Cette inflexibilité a une valeur appréciable. Elle permet de clarifier les objectifs et contraint les banquiers centraux à répondre de leurs décisions. Lorsque la politique monétaire manque de crédibilité, il peut se révéler avantageux que le cadre de mise en oeuvre comporte des éléments inflexibles simples, car ceux-ci témoignent de l'importance qu'attachent les décideurs à cette politique. La réalisation de la cible d'inflation accroît la crédibilité de la banque centrale et crée un cercle vertueux selon lequel une crédibilité accrue en matière de politique ancre davantage les attentes d'inflation, ce qui contribue à une plus grande stabilité de l'environnement macroéconomique, laquelle améliore à son tour la crédibilité de la politique. Nous devons prendre garde de ne pas sous-estimer la valeur de l'heuristique simple qui en résulte ni de minimiser les risques que l'on court en la compliquant.

Quand doit-on alors faire preuve de souplesse?

Une fois la crédibilité acquise et les rouages du cadre de politique mieux compris, pourrait-on conserver cette crédibilité si les paramètres étaient ajustés en fonction des caractéristiques des chocs qui frappent l'économie à un moment donné? Un régime flexible de cibles d'inflation réagit bien lorsque se produisent des chocs temporaires ou ponctuels. La question qu'il convient de se poser est de savoir s'il peut s'adapter pour faire face aux chocs exceptionnels mais prolongés (comme un boom des actifs ou des changements durables engendrés par la mondialisation). Qu'est-ce qui constitue un choc « exceptionnel »? Peut-on s'attendre à ce que les autorités, bénéficiant de la flexibilité voulue, soient suffisamment disciplinées pour s'abstenir de considérer que tous les chocs sont exceptionnellement virulents?
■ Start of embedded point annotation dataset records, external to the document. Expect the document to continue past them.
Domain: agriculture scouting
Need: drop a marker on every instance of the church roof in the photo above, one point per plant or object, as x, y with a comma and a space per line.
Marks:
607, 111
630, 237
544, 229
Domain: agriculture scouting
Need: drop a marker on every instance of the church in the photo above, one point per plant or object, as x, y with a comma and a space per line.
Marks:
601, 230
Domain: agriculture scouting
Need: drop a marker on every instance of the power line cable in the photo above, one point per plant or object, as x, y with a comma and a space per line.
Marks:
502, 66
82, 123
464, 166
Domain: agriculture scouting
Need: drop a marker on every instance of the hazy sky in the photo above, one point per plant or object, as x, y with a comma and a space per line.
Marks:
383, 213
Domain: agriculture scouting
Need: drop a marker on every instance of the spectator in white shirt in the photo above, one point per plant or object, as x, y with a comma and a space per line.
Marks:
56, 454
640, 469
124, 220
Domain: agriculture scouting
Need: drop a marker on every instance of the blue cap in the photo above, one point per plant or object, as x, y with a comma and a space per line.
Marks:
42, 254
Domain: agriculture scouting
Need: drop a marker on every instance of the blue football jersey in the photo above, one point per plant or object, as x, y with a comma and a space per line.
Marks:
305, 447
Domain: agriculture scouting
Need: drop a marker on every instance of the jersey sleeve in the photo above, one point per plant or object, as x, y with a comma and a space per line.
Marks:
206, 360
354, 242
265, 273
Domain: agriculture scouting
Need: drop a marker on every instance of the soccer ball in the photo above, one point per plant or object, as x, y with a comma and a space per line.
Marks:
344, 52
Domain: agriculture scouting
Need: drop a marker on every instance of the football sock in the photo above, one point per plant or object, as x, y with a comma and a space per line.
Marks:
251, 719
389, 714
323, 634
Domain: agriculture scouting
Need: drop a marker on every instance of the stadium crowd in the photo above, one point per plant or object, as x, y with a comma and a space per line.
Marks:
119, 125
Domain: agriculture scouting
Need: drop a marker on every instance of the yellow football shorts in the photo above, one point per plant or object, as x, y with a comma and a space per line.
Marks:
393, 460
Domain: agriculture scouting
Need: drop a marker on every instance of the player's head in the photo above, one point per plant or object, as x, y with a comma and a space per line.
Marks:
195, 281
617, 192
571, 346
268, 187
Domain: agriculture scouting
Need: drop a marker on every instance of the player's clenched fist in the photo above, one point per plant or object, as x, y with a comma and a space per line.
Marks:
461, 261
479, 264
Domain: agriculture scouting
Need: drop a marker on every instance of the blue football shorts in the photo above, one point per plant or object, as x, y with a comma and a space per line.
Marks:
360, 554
Tout le monde estime vivre à une époque intéressante.

Les déséquilibres financiers sont certes intéressants, mais il n'est pas dit que c'est aux autorités monétaires qu'il revient de servir de première ligne de défense. Les récents événements touchant divers pays montrent bien les lacunes du système actuel, où le degré de stabilité financière est un produit dérivé, plutôt qu'un objectif, de la politique de réglementation. À titre de gardiennes de la stabilité macroéconomique, les banques centrales se demandent naturellement si elles devraient jouer un rôle. Il ne s'ensuit pas nécessairement que ce rôle englobe la conduite de la politique monétaire. Les banques centrales ont peut-être bien la capacité de prévoir l'instabilité macrofinancière, mais reste à savoir si elles disposent des outils appropriés pour la prévenir. Je privilégie tout particulièrement l'idée que les décideurs devraient envisager de mettre au point une réglementation macroprudentielle afin de restreindre la création procyclique de liquidités parmi les institutions financières. La structure et la portée d'une telle réglementation sont encore à déterminer, et dans de nombreux pays, dont le Canada, s'ajoute le problème de décider où cet organisme de réglementation serait implanté et comment son action serait coordonnée avec celle des autres autorités réglementaires 4.

Si le cadre réglementaire est bien conçu, pourrait-il être étayé par la politique monétaire? Le professeur Issing fournit une réponse. D'après lui, le pilier monétaire de la Banque centrale européenne peut servir à signaler qu'il y a lieu de faire preuve de souplesse – peut-être en ce qui a trait à l'horizon de la politique monétaire – s'il y a offre excessive de crédit. Michael Woodford estime également que la monnaie et le crédit peuvent remplir un rôle utile, mais déconseille de les intégrer à la fonction de réaction de la politique monétaire 5.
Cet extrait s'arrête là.